The White House budget proposal for NASA in 2016 calls for a $500 million boost over the 2015 enacted budget and would keep NASA on its path to Mars, NASA chief Charles Bolden says.
The $18.5 billion budget request, presented by Bolden today (Feb. 2), includes funding for developing a mission to Jupiter’s moon Europa, and the agency’s asteroid redirect mission (ARM). Officials think ARM could help pave the way for crewed missions to the Red Planet by the 2030s.
“NASA is firmly on a journey to Mars,” Bolden said. “Make no mistake, this journey will help guide and define our generation.” [Red Planet or Bust: 5 Manned Mars Mission Ideas]
The new fiscal year 2016 budget, if enacted as it stands now, doesn’t come without sacrifice. If the budget request proceeds as is, NASA could end the long-running Opportunity rover’s mission on Mars next year. Officials with the space agency cited Opportunity’s “signs of age, including recent problems with its flash memory,” as cause for ending its operations in the budget proposal.
Officials still aren’t sure that the program will end, however. NASA Chief Financial Officer David Radzanowski said that officials will re-evaluate the planned ending of the mission during the next year to see if it makes sense to keep the rover online going forward. Like the new budget request, NASA officials also expected Opportunity’s mission to end in fiscal year 2015, but they found the money to keep it going, Radzanowski added. Opportunity has been roaming the surface of the Red Planet for more than 10 years.
The NASA budget request would also end operations for the Lunar Reconnaissance Orbiter (LRO for short), but, like Opportunity, officials are looking for additional funding to keep the mission going through fiscal year 2016, Radzanowski said. It was also unfunded in the initial 2015 budget before more money was secured. LRO has been orbiting the moon since 2009, helping scientists learn more about lunar water and map the lunar surface.
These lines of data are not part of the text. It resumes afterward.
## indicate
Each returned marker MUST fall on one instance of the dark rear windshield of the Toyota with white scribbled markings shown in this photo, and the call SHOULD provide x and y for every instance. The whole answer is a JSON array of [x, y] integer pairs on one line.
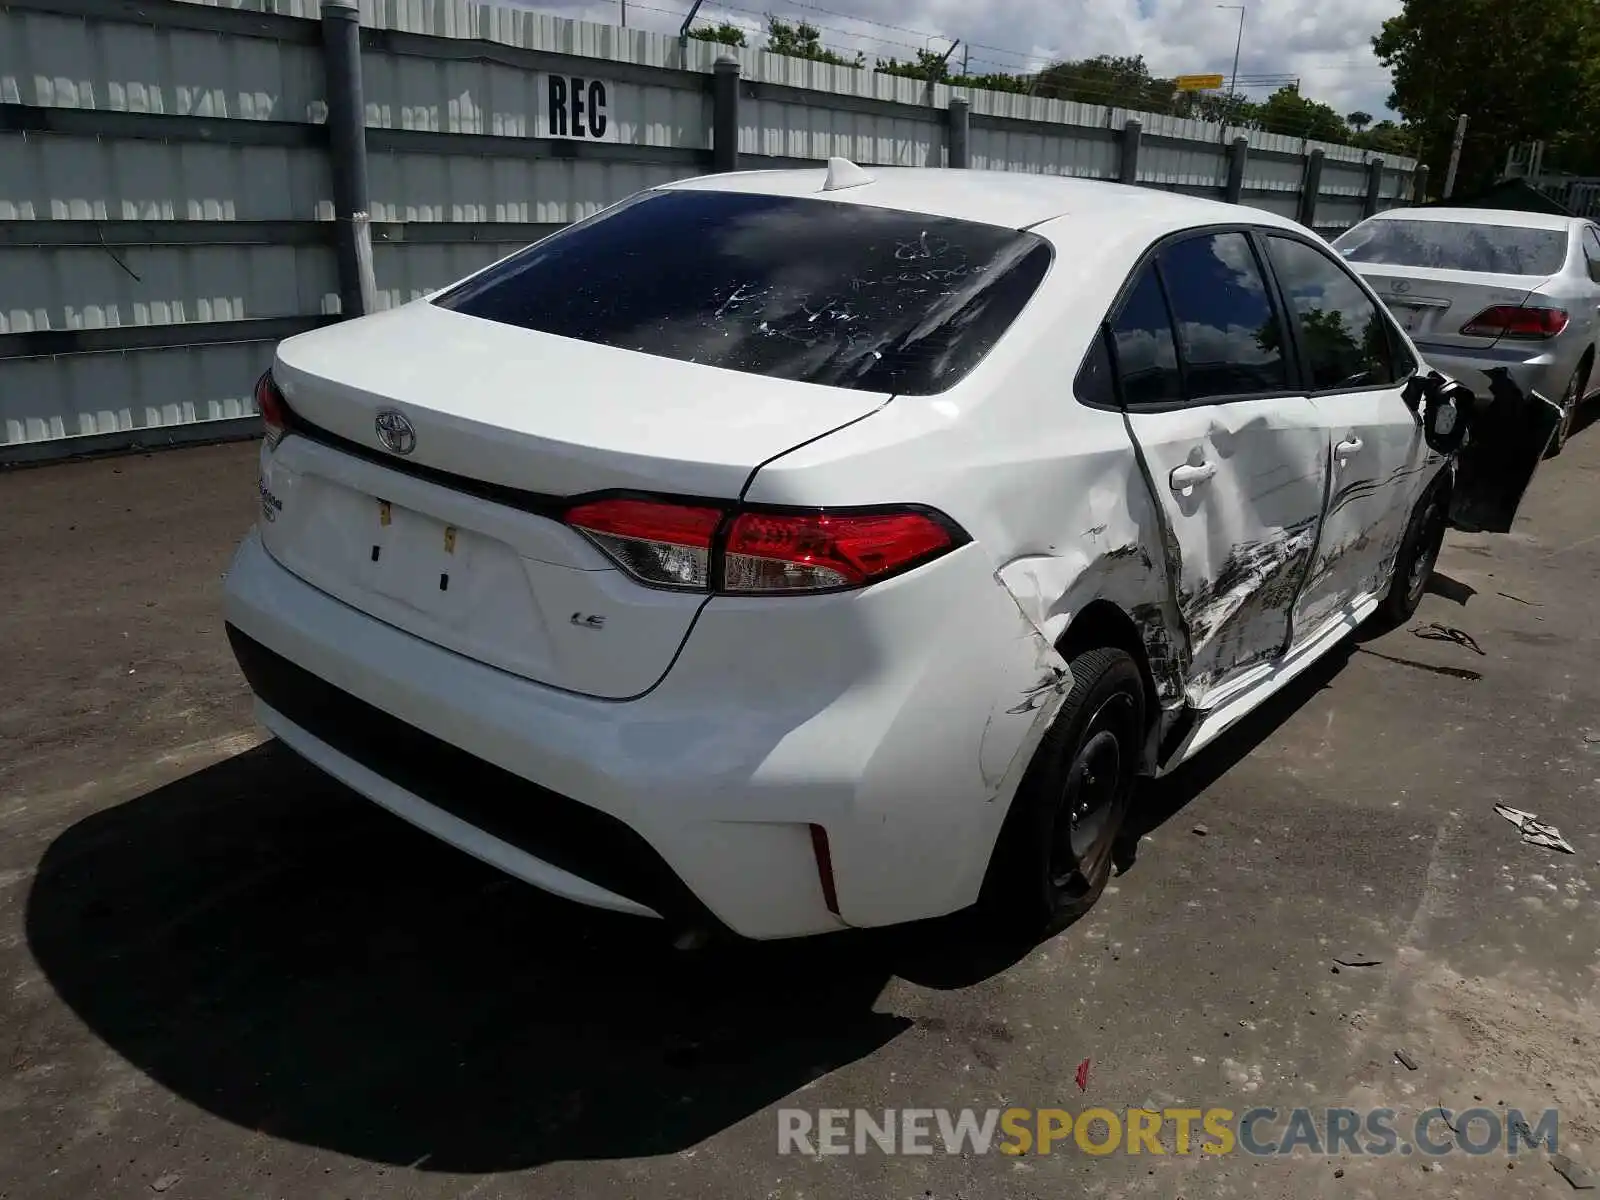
[[793, 289]]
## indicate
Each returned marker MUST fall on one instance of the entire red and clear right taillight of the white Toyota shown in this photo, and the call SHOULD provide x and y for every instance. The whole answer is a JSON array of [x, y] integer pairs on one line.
[[753, 553]]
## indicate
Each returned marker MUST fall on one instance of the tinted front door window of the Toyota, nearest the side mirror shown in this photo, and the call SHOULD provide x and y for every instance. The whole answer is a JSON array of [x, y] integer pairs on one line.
[[1345, 335]]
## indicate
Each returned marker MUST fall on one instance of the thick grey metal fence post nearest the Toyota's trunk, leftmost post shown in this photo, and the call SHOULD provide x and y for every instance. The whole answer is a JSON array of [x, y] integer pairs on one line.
[[342, 60]]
NASA’s Orion spacecraft program — designed to bring humans to deep-space destinations like Mars — and Space Launch System mega-rocket are funded under the budget request. Orion is expected to receive about $1.1 billion for 2016, with the SLS receiving about $1.35 billion. Both programs are funded at lower levels than the budget enacted in 2015.
On the whole, Bolden sees NASA’s future as bright.
“That the idea we’re adrift is an empty hook trying to catch yesterday’s fish,” Bolden said. “I couldn’t be more excited about our future. We’re making steady progress and continuing to reach for new heights.”
The new budget request also includes funds for the continuation of the Commercial Crew Program, designed to help private companies create space systems that can ferry astronauts to and from the International Space Station. The program is getting a boost this year, with about a $1.2 billion budget, up from the $805 million allotted in 2015. The private spaceflight companies Boeing and SpaceX are tasked with delivering astronauts to the station under the program by 2017.
Under the proposed budget, NASA should be given a little less than $5.3 billion for science missions, including $620 million to continue the development of the James Webb Space Telescope, expected to launch as the Hubble Space Telescope’s successor in 2018.
The science budget amount also includes $1.36 billion for planetary science, with funds earmarked for developing the agency’s plan to launch a mission to Europa, according to a budget fact sheet.
The request also asks NASA to develop the next in the series of Landsat satellites, Earth-gazing missions that monitor the planet’s climate and observe the planet’s deforestation among other objectives.
“I can unequivocally say that the state of NASA is strong,” Bolden said.